Unless you are running an illegal operation, laws and regulations should always be classed into the first category, making these requirements instantly mandatory and not subject to further risk analysis (although an ROI study should always be conducted to select the most cost-effective mitigations). For example, if the law requires you to protect private information, this is mandatory and should not be the subject of a risk-based decision. Why? Because the government may have the power to put you out of business, which is the mother of all risks (and if you want to test the government and regulators on this one, then go ahead—just don’t say that you weren’t warned!).

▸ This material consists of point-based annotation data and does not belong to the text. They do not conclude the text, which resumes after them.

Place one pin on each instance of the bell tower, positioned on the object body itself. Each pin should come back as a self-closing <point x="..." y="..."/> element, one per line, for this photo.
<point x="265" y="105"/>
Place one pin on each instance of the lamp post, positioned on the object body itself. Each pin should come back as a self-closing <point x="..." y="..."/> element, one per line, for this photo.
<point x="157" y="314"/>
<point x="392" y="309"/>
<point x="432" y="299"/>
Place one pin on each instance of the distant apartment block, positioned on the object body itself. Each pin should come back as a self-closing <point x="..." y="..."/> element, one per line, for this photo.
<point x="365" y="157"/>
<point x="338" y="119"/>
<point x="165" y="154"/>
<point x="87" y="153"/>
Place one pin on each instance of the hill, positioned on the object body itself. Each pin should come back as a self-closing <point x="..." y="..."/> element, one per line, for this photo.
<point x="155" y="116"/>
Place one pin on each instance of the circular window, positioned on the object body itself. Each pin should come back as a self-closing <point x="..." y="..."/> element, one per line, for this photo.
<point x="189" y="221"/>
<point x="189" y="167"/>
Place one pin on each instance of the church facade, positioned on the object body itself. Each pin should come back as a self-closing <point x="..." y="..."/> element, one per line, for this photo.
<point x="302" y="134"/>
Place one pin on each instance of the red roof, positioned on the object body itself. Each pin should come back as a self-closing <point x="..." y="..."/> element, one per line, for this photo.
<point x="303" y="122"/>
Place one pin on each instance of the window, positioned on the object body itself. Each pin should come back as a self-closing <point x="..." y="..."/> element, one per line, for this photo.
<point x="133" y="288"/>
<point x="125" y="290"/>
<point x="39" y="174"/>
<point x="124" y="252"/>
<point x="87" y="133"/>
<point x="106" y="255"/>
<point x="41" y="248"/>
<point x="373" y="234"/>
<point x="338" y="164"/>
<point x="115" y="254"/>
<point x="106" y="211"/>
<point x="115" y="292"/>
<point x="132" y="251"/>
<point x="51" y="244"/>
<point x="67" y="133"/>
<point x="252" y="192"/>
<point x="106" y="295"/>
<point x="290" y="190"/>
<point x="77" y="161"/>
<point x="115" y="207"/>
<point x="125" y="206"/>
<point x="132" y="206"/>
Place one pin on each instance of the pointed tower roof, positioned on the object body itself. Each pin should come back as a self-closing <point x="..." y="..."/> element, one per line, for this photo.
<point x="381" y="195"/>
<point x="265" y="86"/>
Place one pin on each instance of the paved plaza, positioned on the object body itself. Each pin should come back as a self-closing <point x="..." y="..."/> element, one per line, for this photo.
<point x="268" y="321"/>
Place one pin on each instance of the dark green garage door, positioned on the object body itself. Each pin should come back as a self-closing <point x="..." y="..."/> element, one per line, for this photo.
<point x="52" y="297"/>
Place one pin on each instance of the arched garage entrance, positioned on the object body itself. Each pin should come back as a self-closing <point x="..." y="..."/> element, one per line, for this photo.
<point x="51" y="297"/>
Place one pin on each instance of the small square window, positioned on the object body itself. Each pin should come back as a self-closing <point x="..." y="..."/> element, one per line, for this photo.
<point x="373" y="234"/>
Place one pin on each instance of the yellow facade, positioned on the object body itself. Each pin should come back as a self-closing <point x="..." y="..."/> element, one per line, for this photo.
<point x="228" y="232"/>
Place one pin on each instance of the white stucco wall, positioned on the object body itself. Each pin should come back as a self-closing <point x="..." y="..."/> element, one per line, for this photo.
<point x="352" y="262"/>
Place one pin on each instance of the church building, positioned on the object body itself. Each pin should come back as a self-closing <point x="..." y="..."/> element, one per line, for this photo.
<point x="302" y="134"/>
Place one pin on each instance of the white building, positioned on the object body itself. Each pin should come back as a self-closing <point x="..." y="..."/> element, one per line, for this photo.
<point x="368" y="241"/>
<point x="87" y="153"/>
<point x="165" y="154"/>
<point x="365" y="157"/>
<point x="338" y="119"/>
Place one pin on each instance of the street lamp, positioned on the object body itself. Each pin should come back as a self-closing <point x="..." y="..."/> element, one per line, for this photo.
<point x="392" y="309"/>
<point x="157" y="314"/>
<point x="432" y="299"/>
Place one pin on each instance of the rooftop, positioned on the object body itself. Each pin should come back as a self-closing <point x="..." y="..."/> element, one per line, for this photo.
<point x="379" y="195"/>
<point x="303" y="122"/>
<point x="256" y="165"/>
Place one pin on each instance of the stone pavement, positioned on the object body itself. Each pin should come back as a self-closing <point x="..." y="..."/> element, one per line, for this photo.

You are then left with risk impacts that need to be managed in other ways, the ones that have as variables potential impact and probability. At the initial requirements definition stage, you may be able to make some assumptions regarding the controls that are necessary and the ones that may not be.

Even application of these simple ideas will put you ahead of the majority of software developers. Then as we move toward the design and build stages, risk analysis should begin to test those assumptions made at the requirements stage by analyzing the risks and vulnerabilities inherent in the design. Finally, tests and test planning should be driven by risk analysis results as well.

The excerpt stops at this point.